The Stephens, one of four families who lived off their emergency supplies over the weekend, faced several challenges.

The Red Cross recommends you store 14 gallons of water and 42 meals per person in the event of a natural disaster, enough to last about two weeks.  Ten-year-old Sadie Stephens packed a few extra essentials.

“I only brought my sneakers, a notebook, and I brought my stuffed animal because I can’t sleep without him,” she said, showing off the tent she shared with her mom, Megan Stephens.

The Stephens women, along with 11-year-old Shea and father John Stephens, recently participated in OPB’s “Living Off Your Quake Kit” weekend, in which they practiced living off their emergency supplies.

Outside the tent at the Portland family’s home, the rest of the emergency gear was staged in yard: boxes of freeze dried meals, a radio charged by a small solar panel, a generator and about 30 gallons of water stored in large jugs.

“It could be weeks before the city has water trucks coming down your street. It’s very unrealistic to think first responders are going to have enough for people,“ said John, a program officer with Mercy Corps.

 A real Cascadia Subduction Zone earthquake could badly damage the city’s water pipes and it could take more than a year to repair the system. So over the weekend, the family relied on their stored water to drink, do their dishes, and cook their dehydrated meals.

The family experienced an earthquake when they lived in China in 2013 — a scare that convinced them to prepare for the big one in Oregon.

The only thing their kit was really missing was a skillet, essential because one of their emergency food boxes contained dozens of silver packages of pancake mix. Shea loves pancakes. On Saturday, with some help from Megan, he poured some mix into a soup can and cooked it on the fire.

Shea Stephens eats a pancake cooked in a tin can on a fire in the backyard of their house in North Portland. Over the weekend, the Stephens had to live off what they could find and cook, without using power sources or running water.

Shea Stephens eats a pancake cooked in a tin can on a fire in the backyard of their house in North Portland. Over the weekend, the Stephens had to live off what they could find and cook, without using power sources or running water.

Amelia Templeton/OPB

“’The cancake!” he announced proudly, taking a bite of the mostly cooked result.  “And I invented it by the way. No credit goes to mom.”

“I get some credit because it’s my can,” Sadie argued.

But the Stephens aren’t just worried about feeding their own kids.
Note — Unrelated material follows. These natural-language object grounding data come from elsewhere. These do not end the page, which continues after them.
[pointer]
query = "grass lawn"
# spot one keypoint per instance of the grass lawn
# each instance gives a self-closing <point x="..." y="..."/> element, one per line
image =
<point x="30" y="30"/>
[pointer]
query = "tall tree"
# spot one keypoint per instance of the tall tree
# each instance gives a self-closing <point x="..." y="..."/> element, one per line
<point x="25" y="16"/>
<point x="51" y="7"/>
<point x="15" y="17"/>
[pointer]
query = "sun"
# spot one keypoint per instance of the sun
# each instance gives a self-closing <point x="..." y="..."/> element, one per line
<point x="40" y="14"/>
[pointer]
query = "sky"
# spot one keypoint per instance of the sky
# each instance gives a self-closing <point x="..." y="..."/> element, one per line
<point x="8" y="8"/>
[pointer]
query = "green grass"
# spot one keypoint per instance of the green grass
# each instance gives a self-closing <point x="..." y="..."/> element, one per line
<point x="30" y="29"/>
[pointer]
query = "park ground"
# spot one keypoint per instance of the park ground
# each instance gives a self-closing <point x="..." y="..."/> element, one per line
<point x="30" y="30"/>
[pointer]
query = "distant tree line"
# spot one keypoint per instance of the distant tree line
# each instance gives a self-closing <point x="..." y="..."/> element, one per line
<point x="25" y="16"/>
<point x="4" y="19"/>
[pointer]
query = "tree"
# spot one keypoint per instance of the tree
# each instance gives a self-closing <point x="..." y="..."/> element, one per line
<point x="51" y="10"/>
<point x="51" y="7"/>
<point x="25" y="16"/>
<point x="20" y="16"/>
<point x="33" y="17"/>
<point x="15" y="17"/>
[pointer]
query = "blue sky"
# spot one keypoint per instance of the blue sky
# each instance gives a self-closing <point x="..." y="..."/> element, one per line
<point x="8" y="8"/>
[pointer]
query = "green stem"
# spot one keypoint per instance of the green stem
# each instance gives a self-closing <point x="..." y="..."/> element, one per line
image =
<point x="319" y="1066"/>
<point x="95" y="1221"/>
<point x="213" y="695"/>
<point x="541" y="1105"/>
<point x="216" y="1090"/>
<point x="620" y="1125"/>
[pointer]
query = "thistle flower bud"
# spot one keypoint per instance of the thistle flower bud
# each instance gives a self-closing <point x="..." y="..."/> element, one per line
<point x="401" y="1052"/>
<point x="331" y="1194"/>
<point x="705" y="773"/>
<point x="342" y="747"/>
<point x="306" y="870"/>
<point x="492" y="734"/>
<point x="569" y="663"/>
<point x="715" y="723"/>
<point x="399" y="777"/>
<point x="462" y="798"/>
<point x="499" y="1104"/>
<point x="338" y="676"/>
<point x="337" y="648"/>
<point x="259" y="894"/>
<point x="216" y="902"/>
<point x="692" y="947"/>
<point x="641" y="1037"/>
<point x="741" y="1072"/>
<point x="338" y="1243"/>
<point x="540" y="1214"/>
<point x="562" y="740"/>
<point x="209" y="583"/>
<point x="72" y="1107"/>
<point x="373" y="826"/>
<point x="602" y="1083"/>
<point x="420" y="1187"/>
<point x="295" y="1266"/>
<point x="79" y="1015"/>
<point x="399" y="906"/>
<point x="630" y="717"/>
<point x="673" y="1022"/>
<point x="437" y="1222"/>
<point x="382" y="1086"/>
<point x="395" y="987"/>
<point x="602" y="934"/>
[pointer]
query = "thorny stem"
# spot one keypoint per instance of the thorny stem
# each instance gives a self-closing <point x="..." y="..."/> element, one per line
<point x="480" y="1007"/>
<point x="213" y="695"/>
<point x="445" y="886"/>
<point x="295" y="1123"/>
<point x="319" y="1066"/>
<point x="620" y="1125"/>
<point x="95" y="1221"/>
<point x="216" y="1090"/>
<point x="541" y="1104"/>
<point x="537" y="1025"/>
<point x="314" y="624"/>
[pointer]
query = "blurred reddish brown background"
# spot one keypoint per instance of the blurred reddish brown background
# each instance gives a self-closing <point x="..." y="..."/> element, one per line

They want to help their neighborhood after a disaster.  John has a chainsaw and crowbar for search and rescue operations, and he and Megan plan to share their supplies with people who need help — an idea the kids weren’t sold on.

“What If another family said, ‘We forgot to pack food. Can we hang out with you guys?’” John proposed.   

“No!” Sadie said. “Not happening. I’d slam the door!” Shea agreed.

“What if Ezra came over? What would you do if your best friend came over?” John said, gently pressing the kids.

Sadie thought about it. “I’d give her half my chicken noodle soup,” she said.

On Sunday, John and Megan conducted an informal neighborhood survey, to find out who on their block had prepared and who would need help after a real quake.  

“I think I could be helpful with food, because I’m a single mom who shops at Costco,” said Barb Fisher, the first neighbor they visited. “But not water. I mean, I probably have 15 pounds of pasta in the basement but how would we cook it?”

John told Fisher that in a real emergency, she could drain her hot water heater and use that water.

“Oh, that’s exciting. I feel like I could contribute!” Fisher said, relieved.

Next, the Stephens talked with Myrna Huffman, an 87-year-old neighbor who lives alone. She had plenty of food and cat food, but again, no bottled water.

“Well, if there’s a big earthquake, we’re coming over to see what you need, OK?” Megan assured her.  

Over the course of the day, Megan and John talked to five of their neighbors. John was shaken by what he learned: No one has water stored.

“I wasn’t expecting them all to be unprepared,” he said.  

John and Megan decide it would be worth getting rain barrels and building a water catchment system that could hold hundreds of gallons, instead of dozens.

But John also realized he needs to encourage more of his neighbors to prepare. There’s only so far the family can stretch their own knowledge and supplies.

“If we have a great kit and we come into a community where we’re one out of 100 families that’s prepared, it’s going to have some pretty bad consequences,” he said. “I’m worried about what that’s going to mean.”